Я буду снова летать. И воевать буду намного лучше, чем прежде. Мне казалось, тот, кто не был сбит, еще не полноценный истребитель. Опыт, доставшийся дорогой ценой, придавал уверенность и силу. Преступно было бы все это похоронить из интересов осторожности, ради сохранения собственной персоны.
Разве забудутся нападение японца, наши летчики, погибшие на бомбардировщике, их стремление до последнего вздоха помочь друг другу? Все это звало снова в строй. Мое намерение летать было твердым. И совесть с ним в согласии.

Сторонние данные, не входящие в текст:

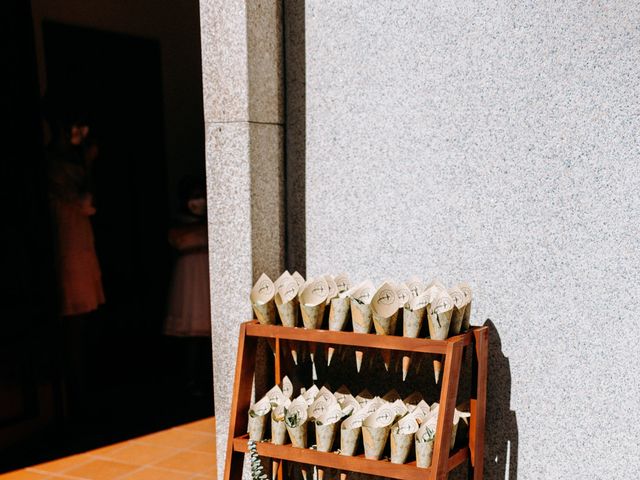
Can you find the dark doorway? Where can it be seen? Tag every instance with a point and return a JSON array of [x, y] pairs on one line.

Занятый такими мыслями, я ожидал врача.
Он вошел, в палату с сестрой, не по годам подвижный и бодрый. Не здороваясь, тоном, в котором было больше скрытого юмора, чем строгости, проговорил, сбрасывая с меня одеяло:
— Ну, соколик, полежал, теперь пора и поплясать! А нука, поднимись!
Медленно, переваливаясь на правый бок и не показывая вида, как мне трудно, я свесил ноги с кровати, приподнялся и сел, слегка опираясь руками о постель.
— Перед выходом на ринг хороший боец всегда должен немного посидеть. Вот минутку так и отдохни, — все тем же насмешливо-строгим голосом предложил военврач, отходя от кровати и с расстояния пытливо вглядываясь в мои глаза.
Все передо мной завертелось, палата накренилась вправо — прямо я удержаться не мог, как ни старался.